To deal with these hovering hulks by amending the city’s charter is akin to tampering with the genetic code of Santa Barbara’s very DNA. Some people-mostly architects-have argued that’s too extreme, and have pointed out how similar efforts, undertaken statewide, have effectively precluded the California Legislature from tying its own shoes. It’s a good point, but I’m inclined to go the other way. I say, embrace your inner charter amendments. And why stop with height restrictions?

Has anyone noticed how the Mesa has been overrun with pizza parlors in the past two years? It now boasts the highest concentration of pizza dough and processed cheese anywhere south of San Francisco’s North Beach. Naturally, each slice comes accompanied by a pitcher of ranch dressing. Childhood obesity, anyone? I can feel the onset of Type II diabetes. How can this be consistent with Santa Barbara’s historic character, given that insulin practically was invented here? Of course, the other side will argue that ranch dressing was invented here, too, and that pizza is only a vehicle by which we ingest this salubrious slather. Oh well, that’s why God created political consultants; I say let the people decide.

And what about the proliferation of yogurt shops, now sprouting like commercial crabgrass in every nook and cranny of our beloved downtown? Did the Spaniards eat yogurt? Did the Mexicans? Ever wonder why there are no yogurt booths at Fiesta? Because it ain’t Santa Barbaran. The whole yogurt craze is designed to let people pretend to eat healthily while not moderating their over-amped eating habits one bit. But Santa Barbara is all about living within our resources. Hell, that was written into our charter. Thirty years ago. The impetus for this latest yogurt eruption originated in South Korea and then spread to Los Angeles. Now it’s colonizing Santa Barbara, a city that’s defined itself throughout the centuries for not being Los Angeles. If that weren’t reason enough for a charter amendment, there’s the blatant sexism underlying the whole yogurt economy. Studies have shown that women consume no fewer than 98.6 percent of the six million gallons of yogurt produced in the United States annually. That’s because females are brainwashed in the womb to worry about getting fat. For the dubious privilege of consuming fewer calories, they are willing to pay through the nose. In this regard, yogurt is the mucoid equivalent of the salad bar, which also exploits women’s deep-rooted insecurities about unwanted deposits of adipose tissue. Given Santa Barbara’s powerful matriarchal heritage-nearly 30 years of female mayors, Pearl Chase, and women chiefs dating back to the Chumash period-how can we allow such rank economic sexploitation to continue? Don’t women workers still earn just 67 cents for every dollar a man makes? Given this gaping economic disparity, I’m flummoxed that District Attorney Christie Stanley hasn’t chased these yogurteers out of town. Will Christie’s challenger, prosecutor Joyce Dudley, be any better? Frankly, I don’t think we can afford to find out. We need a charter amendment now.
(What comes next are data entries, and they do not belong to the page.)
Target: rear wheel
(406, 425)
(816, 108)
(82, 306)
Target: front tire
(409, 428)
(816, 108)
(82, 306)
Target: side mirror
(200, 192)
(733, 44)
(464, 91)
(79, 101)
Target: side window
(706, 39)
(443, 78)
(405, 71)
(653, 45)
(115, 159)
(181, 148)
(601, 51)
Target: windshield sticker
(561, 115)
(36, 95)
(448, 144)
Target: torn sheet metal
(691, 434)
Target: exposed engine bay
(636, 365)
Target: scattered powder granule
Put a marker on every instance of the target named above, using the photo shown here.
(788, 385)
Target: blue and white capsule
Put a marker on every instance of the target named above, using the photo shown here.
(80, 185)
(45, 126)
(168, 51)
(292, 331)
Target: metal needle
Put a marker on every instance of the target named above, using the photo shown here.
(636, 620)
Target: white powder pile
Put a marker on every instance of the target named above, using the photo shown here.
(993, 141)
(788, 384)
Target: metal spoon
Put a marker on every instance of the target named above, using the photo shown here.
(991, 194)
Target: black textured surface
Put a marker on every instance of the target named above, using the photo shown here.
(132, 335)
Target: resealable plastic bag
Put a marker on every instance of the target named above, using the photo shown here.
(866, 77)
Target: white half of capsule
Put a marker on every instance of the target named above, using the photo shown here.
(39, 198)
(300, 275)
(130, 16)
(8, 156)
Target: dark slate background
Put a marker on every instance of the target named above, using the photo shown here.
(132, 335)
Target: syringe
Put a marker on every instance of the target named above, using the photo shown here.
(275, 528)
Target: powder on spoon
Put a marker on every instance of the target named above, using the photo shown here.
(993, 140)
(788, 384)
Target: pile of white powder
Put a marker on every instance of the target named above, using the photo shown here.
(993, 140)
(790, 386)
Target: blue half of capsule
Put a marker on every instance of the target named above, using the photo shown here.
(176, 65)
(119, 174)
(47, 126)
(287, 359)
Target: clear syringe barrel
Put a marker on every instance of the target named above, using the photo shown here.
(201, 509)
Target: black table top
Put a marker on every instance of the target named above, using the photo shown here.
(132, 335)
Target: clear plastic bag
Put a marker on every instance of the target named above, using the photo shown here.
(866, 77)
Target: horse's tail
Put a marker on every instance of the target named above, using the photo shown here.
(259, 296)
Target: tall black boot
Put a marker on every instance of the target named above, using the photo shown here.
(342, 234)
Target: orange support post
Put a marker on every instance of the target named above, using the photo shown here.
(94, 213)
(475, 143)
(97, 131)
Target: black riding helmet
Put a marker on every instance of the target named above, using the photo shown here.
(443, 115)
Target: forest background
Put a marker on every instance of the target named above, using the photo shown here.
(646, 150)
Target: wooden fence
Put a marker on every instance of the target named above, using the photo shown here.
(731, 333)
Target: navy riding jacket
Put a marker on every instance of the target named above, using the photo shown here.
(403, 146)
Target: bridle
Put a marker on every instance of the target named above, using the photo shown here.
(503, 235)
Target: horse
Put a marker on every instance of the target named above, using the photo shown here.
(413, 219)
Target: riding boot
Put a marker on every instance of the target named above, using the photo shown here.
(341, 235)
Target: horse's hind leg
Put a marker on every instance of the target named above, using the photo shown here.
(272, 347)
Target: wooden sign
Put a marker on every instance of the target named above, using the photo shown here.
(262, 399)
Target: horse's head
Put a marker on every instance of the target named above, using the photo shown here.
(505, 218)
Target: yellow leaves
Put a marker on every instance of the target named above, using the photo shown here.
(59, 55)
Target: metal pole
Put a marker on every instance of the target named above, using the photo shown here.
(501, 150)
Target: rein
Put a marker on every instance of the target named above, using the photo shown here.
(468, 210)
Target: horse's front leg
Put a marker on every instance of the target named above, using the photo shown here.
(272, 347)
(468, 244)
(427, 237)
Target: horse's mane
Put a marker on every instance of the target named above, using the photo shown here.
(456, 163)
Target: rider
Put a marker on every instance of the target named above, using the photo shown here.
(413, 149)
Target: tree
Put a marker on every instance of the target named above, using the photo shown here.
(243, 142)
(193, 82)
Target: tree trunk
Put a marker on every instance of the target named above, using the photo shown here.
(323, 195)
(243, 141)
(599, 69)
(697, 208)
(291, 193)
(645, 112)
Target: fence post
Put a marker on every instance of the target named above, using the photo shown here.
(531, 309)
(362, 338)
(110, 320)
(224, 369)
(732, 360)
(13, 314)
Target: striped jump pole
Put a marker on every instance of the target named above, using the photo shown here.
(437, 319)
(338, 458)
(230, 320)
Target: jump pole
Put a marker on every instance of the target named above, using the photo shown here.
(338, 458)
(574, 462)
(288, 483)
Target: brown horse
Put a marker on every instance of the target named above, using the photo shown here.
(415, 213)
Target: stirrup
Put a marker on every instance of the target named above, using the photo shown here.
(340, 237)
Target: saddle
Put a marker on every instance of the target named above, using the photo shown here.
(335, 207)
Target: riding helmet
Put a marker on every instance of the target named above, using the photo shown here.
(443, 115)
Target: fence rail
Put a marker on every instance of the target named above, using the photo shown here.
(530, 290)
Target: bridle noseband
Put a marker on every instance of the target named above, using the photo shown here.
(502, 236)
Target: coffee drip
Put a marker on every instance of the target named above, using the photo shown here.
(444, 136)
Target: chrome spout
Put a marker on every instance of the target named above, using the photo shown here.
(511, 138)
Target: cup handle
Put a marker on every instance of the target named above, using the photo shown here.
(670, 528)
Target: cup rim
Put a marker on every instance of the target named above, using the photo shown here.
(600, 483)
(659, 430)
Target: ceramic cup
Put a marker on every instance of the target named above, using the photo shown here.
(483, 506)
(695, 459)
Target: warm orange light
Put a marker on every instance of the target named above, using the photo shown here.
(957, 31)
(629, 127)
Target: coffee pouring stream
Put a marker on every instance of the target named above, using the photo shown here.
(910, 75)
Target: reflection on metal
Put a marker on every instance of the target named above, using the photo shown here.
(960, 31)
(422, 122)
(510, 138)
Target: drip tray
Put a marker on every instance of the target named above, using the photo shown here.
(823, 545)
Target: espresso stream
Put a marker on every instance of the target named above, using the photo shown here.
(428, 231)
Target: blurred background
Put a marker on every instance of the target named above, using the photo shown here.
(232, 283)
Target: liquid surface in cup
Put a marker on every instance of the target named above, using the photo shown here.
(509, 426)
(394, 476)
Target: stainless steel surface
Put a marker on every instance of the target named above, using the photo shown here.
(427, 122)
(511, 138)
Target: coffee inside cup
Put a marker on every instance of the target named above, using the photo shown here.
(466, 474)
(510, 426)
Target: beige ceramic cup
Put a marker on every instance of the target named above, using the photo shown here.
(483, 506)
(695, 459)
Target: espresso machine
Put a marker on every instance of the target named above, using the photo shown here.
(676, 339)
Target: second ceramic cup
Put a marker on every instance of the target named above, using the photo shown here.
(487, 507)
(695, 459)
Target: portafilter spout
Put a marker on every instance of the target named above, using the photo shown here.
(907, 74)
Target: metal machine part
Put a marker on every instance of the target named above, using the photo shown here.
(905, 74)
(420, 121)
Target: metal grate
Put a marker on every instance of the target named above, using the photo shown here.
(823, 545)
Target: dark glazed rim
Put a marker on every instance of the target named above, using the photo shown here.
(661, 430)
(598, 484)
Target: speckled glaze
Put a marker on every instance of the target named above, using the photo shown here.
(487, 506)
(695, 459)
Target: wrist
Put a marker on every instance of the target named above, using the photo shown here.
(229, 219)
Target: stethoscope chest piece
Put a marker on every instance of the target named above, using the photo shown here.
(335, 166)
And what about cupcake shops? Or should I say shoppes? Can we sit idly by and watch a phenomenon inspired by an episode of Sex and the City-a show that positively writhes in exultation of its New York identity-to corrupt the youth of our community? Haven’t we already endured far too much of the smug superiority of people from the Big Apple? (And if they like it so much, why are they still here?) One can only wonder if there’s a connection between the advent of cupcake dens and the rise of medical marijuana dispensaries. I’m trusting that Police Chief Cam Sanchez is investigating; if not, it should become a hot campaign issue during this November’s council elections. I know that Carpinteria Councilmember Joe Armendariz would say we should put our faith in the gods of supply and demand, at whose altar he worships most fervently. But we don’t have time to let the free market run its course. Look how long it took for the Krispy Kreme bubble to burst. In the meantime, how many lives will be left in crumb-caked ruin?

Like I say, I don’t know where to start. Or, for that matter, where to stop, either. Until then, watch out for your own shadow and I’ll see you in the yogurt line.